Zbrodnicze Siostrzyczki zapraszają na wyprawę do Warszawy, Krakowa i Wrocławia, gdzie nikt nie jest bezpieczny…


Mordercze miastaCzy miasto może zabijać? Dlaczego w przewodnikach po najpiękniejszych miejscach świata tak mało uwagi poświęca się zbrodniczej historii każdego z nich?
Trzy autorki, trzy miasta, dziewięć opowiadań.
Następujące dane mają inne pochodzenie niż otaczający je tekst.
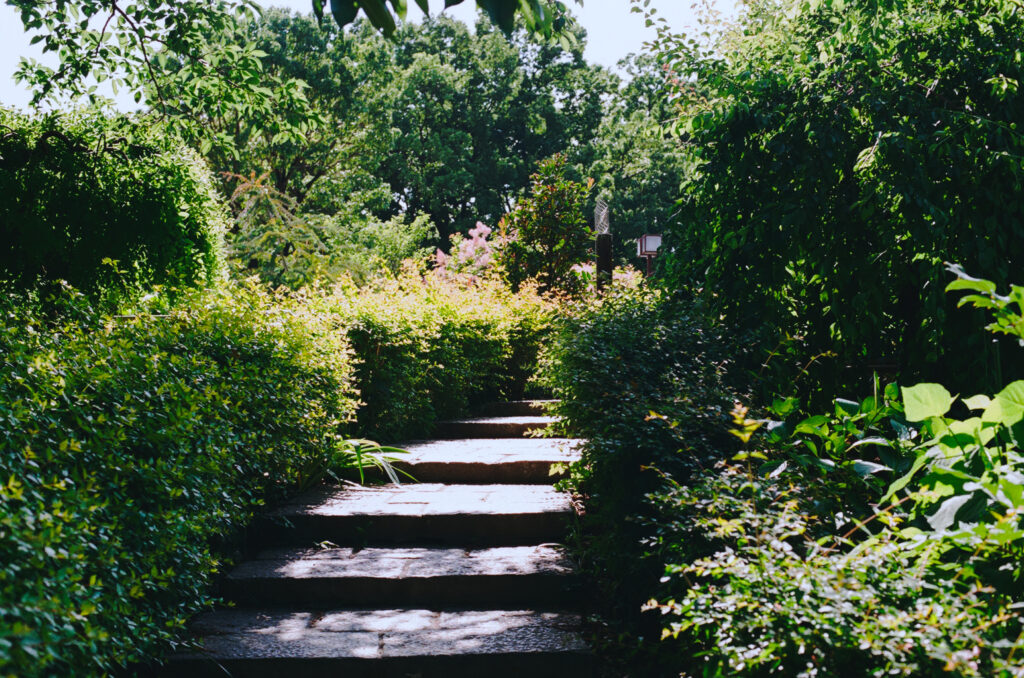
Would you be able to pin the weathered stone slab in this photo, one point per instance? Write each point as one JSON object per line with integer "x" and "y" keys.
{"x": 492, "y": 427}
{"x": 488, "y": 460}
{"x": 428, "y": 577}
{"x": 387, "y": 642}
{"x": 424, "y": 513}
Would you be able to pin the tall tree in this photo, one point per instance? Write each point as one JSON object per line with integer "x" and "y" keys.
{"x": 115, "y": 40}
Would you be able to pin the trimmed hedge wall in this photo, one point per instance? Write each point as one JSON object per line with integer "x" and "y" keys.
{"x": 133, "y": 448}
{"x": 137, "y": 447}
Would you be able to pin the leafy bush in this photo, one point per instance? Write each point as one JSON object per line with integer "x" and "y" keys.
{"x": 857, "y": 531}
{"x": 134, "y": 447}
{"x": 76, "y": 200}
{"x": 756, "y": 584}
{"x": 611, "y": 363}
{"x": 273, "y": 239}
{"x": 840, "y": 152}
{"x": 428, "y": 347}
{"x": 547, "y": 234}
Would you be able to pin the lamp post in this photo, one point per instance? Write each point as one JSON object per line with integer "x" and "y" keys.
{"x": 647, "y": 246}
{"x": 603, "y": 268}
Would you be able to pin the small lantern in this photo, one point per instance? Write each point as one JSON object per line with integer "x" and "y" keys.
{"x": 648, "y": 244}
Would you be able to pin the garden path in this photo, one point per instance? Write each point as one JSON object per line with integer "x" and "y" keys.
{"x": 456, "y": 575}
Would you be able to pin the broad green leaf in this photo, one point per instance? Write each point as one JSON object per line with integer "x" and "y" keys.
{"x": 344, "y": 11}
{"x": 864, "y": 468}
{"x": 978, "y": 401}
{"x": 924, "y": 400}
{"x": 945, "y": 516}
{"x": 1011, "y": 401}
{"x": 379, "y": 15}
{"x": 985, "y": 287}
{"x": 845, "y": 407}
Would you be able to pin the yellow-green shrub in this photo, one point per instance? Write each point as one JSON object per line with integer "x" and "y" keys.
{"x": 427, "y": 347}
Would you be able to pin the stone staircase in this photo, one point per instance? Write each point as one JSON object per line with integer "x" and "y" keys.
{"x": 457, "y": 575}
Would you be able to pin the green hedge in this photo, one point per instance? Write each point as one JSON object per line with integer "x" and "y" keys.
{"x": 866, "y": 541}
{"x": 137, "y": 447}
{"x": 427, "y": 349}
{"x": 103, "y": 214}
{"x": 133, "y": 448}
{"x": 612, "y": 364}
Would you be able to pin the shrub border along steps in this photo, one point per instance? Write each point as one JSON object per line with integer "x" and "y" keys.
{"x": 440, "y": 606}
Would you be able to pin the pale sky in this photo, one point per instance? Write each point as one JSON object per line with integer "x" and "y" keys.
{"x": 613, "y": 32}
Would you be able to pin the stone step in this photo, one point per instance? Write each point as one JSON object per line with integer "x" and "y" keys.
{"x": 408, "y": 577}
{"x": 492, "y": 427}
{"x": 422, "y": 513}
{"x": 488, "y": 460}
{"x": 384, "y": 643}
{"x": 514, "y": 409}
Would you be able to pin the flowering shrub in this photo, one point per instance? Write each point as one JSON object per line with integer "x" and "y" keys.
{"x": 473, "y": 256}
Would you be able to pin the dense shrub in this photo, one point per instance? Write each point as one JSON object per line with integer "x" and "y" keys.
{"x": 840, "y": 153}
{"x": 133, "y": 446}
{"x": 103, "y": 213}
{"x": 426, "y": 348}
{"x": 758, "y": 583}
{"x": 547, "y": 234}
{"x": 624, "y": 368}
{"x": 885, "y": 537}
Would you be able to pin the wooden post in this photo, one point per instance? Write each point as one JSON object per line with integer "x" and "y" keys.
{"x": 604, "y": 265}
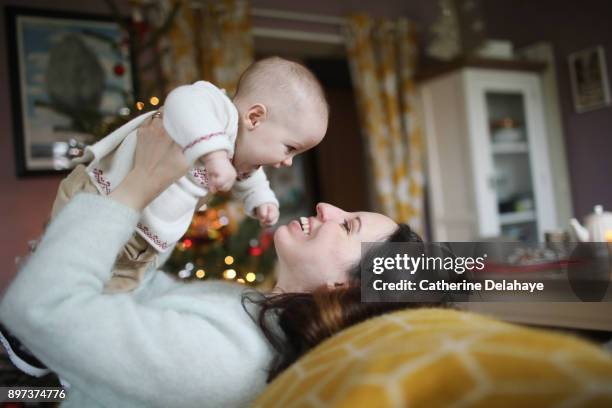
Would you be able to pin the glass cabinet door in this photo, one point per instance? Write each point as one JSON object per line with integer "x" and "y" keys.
{"x": 513, "y": 179}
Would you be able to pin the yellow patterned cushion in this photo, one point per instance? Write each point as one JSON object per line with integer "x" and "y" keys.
{"x": 438, "y": 358}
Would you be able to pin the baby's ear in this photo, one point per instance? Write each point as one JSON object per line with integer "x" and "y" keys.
{"x": 256, "y": 114}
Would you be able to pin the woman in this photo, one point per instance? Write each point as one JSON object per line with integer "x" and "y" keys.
{"x": 170, "y": 343}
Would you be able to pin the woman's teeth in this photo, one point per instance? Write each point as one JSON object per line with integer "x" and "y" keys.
{"x": 305, "y": 225}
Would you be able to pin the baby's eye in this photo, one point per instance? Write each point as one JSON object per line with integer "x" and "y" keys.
{"x": 346, "y": 226}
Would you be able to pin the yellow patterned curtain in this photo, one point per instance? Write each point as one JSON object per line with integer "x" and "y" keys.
{"x": 382, "y": 57}
{"x": 226, "y": 42}
{"x": 208, "y": 40}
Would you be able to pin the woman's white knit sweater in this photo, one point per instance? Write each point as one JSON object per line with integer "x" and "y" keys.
{"x": 167, "y": 344}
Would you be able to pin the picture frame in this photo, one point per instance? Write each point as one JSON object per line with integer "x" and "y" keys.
{"x": 589, "y": 79}
{"x": 71, "y": 76}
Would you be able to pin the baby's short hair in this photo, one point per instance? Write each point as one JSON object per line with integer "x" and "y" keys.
{"x": 282, "y": 83}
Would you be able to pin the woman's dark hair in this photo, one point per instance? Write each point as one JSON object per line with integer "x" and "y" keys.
{"x": 306, "y": 319}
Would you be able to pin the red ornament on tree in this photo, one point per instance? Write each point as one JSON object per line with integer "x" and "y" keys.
{"x": 119, "y": 69}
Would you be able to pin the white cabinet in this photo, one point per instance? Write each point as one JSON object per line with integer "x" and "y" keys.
{"x": 489, "y": 173}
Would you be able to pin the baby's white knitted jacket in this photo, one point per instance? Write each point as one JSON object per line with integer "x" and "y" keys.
{"x": 201, "y": 119}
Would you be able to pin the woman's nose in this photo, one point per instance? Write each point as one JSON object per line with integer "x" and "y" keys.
{"x": 327, "y": 212}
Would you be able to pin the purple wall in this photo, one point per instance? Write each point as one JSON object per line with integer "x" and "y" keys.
{"x": 570, "y": 26}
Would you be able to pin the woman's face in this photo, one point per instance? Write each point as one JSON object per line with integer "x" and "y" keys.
{"x": 330, "y": 244}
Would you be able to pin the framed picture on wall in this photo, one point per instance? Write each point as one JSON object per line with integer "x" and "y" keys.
{"x": 589, "y": 78}
{"x": 71, "y": 76}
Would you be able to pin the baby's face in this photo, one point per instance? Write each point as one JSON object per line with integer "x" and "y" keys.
{"x": 275, "y": 143}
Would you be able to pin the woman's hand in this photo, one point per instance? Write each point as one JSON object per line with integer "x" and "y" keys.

Robert Ostaszewski tak pisze o tej książce:
Kryminał miejski ma się u nas od lat wybornie, a proza kryminalna pisana przez kobiety z roku na rok coraz lepiej. Nic więc dziwnego, że ktoś wreszcie wymyślił, by oba te podgatunki kryminału w zmyślny sposób połączyć. A że w tomie opowiadań „Mordercze miasta” autorki są trzy, to i lekturowa przyjemność jest potrójna. Co najmniej…

Marta Guzowska, Agnieszka Krawczyk, Adrianna Michalewska
Mordercze miasta
Premiera: 22 października 2012
Wydawnictwo Szara Godzina


Mordercza Warszawa – Marta Guzowska

Pociąg podmiejski

Kiedy się dojeżdża do Warszawy, do biura, codziennie o tej samej godzinie, człowiek szybko uczy się rozpoznawać twarze współpasażerów. Są zawsze te same. Z powrotem jest inaczej, czasem jedzie się prosto z pracy, a czasem wypadnie jakieś spotkanie, człowiek się zasiedzi albo pójdzie na zakupy, albo w ogóle urwie się na wieczór z kumplami i wraca późno. Ale jazda w tamtą stronę jest niezmienna jak wzorzec metra z Sevres. Codziennie, z wyjątkiem sobót, niedziel i świąt, o siódmej czterdzieści dwie z Brwinowa. Ten pociąg jest najlepszy, bo siódma pięćdziesiąt osiem jest już tak nabity, że nie da się wetknąć szpilki. A czterdzieści dwie – luz, kultura, często można trafić miejsce siedzące. Pod warunkiem, że człowiekowi chce się wstać kwadrans wcześniej.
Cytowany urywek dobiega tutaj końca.